The strange thing of it is that the seasonal variations are less about adding new things for the big days than subtracting things for certain days. All during Lent we have subtracted from the liturgy the alleluias, the Hymn of Praise, and substituted in the place of the grand event, the simple call to repentance. Easter is the usual -- the alleluias, the Hymn of Praise, and the unveiled images of the crucified and risen Lord.
In many respects, the goal is to bring us back to the routine of the Divine Service and this is the preaching task as well. We are not there to convert the ordinary into something manifestly greater but to restore the manifest greatness of what happens each Sunday and of the Lord who is present there according to His promise, working through the means of grace to do what He has pledged to do.
I have long since given up the hope of a home run on the big occasions of Holy Week and Easter. Maybe it was too many hits and too many misses. Maybe it is maturity (better late than never). Or just maybe it is the wisdom of my fathers in the faith whose sage counsel now seems to be just rite.
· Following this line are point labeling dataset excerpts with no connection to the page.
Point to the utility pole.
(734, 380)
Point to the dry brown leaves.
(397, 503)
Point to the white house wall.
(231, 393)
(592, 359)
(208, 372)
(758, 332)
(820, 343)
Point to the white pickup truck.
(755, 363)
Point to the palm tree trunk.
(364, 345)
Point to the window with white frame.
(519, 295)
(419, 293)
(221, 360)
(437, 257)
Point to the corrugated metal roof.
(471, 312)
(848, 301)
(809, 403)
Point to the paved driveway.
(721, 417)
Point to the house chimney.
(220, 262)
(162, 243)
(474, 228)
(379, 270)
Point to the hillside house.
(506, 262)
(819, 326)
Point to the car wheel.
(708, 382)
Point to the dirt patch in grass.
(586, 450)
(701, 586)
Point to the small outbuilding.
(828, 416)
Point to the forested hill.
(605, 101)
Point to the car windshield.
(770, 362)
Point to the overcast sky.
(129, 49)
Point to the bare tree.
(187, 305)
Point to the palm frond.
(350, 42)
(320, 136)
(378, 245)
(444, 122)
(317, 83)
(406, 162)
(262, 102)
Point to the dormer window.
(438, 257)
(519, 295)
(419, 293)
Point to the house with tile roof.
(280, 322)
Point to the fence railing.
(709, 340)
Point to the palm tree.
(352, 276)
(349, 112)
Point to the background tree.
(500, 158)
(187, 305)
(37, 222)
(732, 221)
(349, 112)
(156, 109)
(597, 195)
I think of Pastor Charles Evanson whose sermons were hardly exciting but whose faithful content drew you up from the abyss of your sin, guilt, and despair into the heights of God;s amazing gift and grace in Christ. He did not compete with the lessons. He let the Gospel be center and willingly took up his supporting role to give it voice.
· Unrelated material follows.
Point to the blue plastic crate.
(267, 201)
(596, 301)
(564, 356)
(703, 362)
I think of the many faithful, mostly sainted Pastors who counseled me over the years to know the texts as well as you possibly can and then to know the lives of your people as well as you possibly can and you will never lack for what to say or for the hearer who hangs on your every word. Or the one who said to me, "Preach to pain and you will not lack for hearers." I have preached to my own pain often enough to find out others were also wounded and sore in need of Christ's healing balm.
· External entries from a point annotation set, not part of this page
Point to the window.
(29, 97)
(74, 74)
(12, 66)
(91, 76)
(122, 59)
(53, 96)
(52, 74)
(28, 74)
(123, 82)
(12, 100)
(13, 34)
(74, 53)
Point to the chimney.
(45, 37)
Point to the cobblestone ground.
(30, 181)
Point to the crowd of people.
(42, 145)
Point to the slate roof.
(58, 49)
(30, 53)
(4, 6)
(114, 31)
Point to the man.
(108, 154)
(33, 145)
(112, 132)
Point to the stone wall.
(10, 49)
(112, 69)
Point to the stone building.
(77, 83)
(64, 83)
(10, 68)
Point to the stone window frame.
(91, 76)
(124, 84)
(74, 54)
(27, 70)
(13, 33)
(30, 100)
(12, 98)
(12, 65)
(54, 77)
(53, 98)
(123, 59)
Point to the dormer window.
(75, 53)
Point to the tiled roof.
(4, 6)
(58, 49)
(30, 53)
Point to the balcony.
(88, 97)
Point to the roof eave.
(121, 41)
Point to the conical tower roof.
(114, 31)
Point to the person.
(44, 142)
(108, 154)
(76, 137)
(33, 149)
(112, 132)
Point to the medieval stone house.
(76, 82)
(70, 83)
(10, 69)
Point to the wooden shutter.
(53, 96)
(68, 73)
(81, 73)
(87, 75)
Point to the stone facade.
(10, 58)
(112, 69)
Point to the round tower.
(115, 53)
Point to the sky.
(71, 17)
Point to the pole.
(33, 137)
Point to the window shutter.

Then there is the other odd circumstance. Every sermon I have thought to be a killer turned out to be rather, well, less than a hit while the ones that I labored upon and left the pulpit lamenting in my mind proved to be the ones people commented upon most. It is testament to the fact that the Word of God is not tame or docile. It is wild. It is not within our control. All we can do is speak it faithfully -- Law and Gospel. Over time the Word seems to need less of me and my help and I need more of its guidance and grace. As a preacher it is a good thing.
The pews will probably be fuller than usual. There will be people in church multiple times over the space of Palm Sunday to Easter morning. But it is probably good to remember what another wise Pastor once said. Norman Nagel was quoted as saying, “God is there every Sunday. You should be worried about disappointing Him and stop trying to impress the people who show up on Easter.”
2 comments:
Very nice and timely. Thank you Pastor Peters. Your second to last paragraph resonated with me very much. I've been in that same situation with the "great" (in my opinion) sermon receiving no comment and the less-than-stellar sermon (again, in my opinion) drawing all sorts of compliments and comments. I no longer wonder why that happens.
Have a happy Holy Week. Really enjoy reading your remarks.